In my previous life as a Support manager for a global software publisher, that would have MANDATED a study on the effects and a UAT before deployment to the production branch
IMHO that is comparing apples and bananas. One the one hand a global software publisher with a full-time paid team and here an open-source project mostly driven by spare-time devs (very few at that when looking at the frontend specifically).
I get the point that this was a somewhat disruptive move and in the future might be handled differently, but you already mentioned the “pain” that trying to support various additional different parallel implementations (via different config checkboxes) would introduce and the maintenance burden that always comes with those.
Reg. more upfront communication (also mentioned by @maxym): Who should handle that? The already limited devs? Not really realistic for the project currently as far as I see it.

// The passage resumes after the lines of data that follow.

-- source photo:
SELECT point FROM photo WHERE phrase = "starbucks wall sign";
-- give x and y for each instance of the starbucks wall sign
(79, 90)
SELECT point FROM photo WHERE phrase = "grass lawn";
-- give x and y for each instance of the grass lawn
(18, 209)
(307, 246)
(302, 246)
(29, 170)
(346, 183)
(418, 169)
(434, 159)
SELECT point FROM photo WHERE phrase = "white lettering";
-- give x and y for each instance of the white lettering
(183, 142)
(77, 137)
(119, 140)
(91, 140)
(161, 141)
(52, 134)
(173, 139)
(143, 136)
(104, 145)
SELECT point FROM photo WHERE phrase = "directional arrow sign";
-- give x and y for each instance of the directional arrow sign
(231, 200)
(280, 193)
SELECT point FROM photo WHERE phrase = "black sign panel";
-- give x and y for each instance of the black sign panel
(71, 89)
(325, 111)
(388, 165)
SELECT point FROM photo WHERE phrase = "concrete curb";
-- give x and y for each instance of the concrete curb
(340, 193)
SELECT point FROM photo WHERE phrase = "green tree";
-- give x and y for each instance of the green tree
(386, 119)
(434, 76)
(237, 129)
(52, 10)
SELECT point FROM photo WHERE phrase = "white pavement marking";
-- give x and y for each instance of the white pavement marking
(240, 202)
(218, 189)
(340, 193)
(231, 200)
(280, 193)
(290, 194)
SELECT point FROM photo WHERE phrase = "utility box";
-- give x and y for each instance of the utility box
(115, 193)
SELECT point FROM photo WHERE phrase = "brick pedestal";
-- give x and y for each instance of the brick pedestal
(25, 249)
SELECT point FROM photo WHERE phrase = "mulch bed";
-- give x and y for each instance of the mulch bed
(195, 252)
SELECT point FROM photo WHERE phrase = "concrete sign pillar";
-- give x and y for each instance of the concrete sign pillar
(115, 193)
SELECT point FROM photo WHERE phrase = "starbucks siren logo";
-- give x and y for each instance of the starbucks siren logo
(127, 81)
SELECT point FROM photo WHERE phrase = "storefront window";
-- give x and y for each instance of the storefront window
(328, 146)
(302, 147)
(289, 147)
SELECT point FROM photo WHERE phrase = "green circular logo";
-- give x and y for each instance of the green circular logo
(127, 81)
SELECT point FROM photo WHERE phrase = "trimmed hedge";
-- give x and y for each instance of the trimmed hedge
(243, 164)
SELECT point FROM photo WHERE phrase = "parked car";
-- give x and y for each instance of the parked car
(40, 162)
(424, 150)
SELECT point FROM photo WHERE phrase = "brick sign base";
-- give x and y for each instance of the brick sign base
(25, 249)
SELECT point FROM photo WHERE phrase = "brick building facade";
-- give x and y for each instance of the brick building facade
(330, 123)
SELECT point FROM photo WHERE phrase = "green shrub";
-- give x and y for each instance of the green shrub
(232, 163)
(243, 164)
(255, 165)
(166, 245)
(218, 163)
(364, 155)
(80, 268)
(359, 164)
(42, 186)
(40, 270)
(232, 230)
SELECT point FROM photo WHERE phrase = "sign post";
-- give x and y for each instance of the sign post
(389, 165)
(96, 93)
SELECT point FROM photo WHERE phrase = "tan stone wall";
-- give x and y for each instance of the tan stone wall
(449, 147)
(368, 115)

Looking at it from my purely personal point of view as an frontend developer in this project: I am already investing my spare time to e.g. fix frontend bugs (mostly ones that do not even impact my HA setup). I cannot see myself on top writing blog posts or forum posts about upcoming changes / fixes. Then many things would simply not get changed / fixed anymore.
Also the release notes are available a week before a new release in a draft version once the beta hits, so then people not following the development process, can already get a heads-up.
Once again, I understand where you are coming from, but I fear there is a lot of wishful thinking in that comparison.